LOADING...
Text Size
High Tech Oxygen Monitors Could Save Lives
February 8, 2013
 
Pilot picture wearing oxygen monitoring mask

A device invented to save pilots from oxygen deprivation could soon also help divers, climbers, firefighters or anyone using oxygen systems function more safely.

Innovators at NASA's Johnson Space Center have researched and developed an oxygen warning system that is installed directly into a breathing mask and is able to detect and even prevent oxygen deprivation, also known as hypoxia, in the mask user. The device is actually patented as an advanced apparatus for monitoring partial pressure of oxygen in air mask systems.

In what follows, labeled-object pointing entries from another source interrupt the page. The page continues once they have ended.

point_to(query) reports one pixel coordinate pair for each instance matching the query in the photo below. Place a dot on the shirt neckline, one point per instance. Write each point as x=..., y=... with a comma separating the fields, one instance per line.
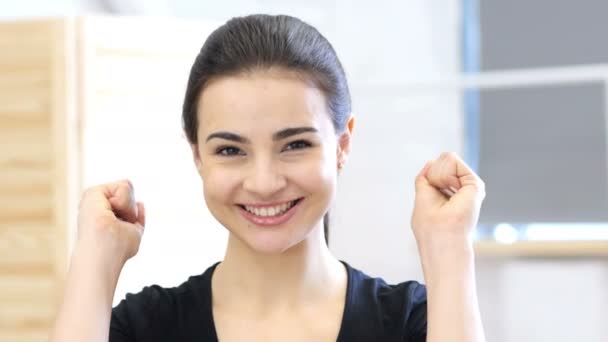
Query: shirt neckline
x=345, y=313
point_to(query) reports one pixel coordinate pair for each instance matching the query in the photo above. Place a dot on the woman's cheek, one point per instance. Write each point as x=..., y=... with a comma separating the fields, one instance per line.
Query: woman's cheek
x=219, y=182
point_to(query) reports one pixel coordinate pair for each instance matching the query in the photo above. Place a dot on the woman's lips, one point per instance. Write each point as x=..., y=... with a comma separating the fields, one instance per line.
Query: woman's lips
x=269, y=221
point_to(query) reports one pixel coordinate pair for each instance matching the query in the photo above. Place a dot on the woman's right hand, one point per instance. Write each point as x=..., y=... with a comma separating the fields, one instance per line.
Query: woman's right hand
x=110, y=221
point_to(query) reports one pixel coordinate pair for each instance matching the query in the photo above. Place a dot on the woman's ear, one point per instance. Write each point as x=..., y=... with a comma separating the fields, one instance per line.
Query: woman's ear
x=344, y=142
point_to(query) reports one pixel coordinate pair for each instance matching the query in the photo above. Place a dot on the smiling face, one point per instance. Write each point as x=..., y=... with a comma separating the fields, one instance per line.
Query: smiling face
x=267, y=152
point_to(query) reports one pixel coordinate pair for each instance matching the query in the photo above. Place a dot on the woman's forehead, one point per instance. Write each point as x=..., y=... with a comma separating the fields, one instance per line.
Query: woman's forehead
x=261, y=100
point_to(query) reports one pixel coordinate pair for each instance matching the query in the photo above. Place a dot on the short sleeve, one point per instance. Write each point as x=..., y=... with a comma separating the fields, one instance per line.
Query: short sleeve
x=417, y=320
x=139, y=315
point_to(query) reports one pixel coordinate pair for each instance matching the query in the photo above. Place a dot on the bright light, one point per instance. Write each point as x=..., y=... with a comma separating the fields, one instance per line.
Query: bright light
x=505, y=233
x=566, y=231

It was invented by NASA astronauts Mark Kelly and Don Pettit with the aerospace industry in mind, but pilots aren't the only ones who need such warnings. The warning system could be integrated into almost any commercially available oxygen mask. In the mask, a vibration or "nose beater" element and loud, high-pitched alarm alert a person who may have become too groggy in response to the low oxygen levels. Pettit has flight tested the mask himself in a T-38 jet. (Pictured) The symptoms of hypoxia can include drowsiness, slower reaction times and even blackouts.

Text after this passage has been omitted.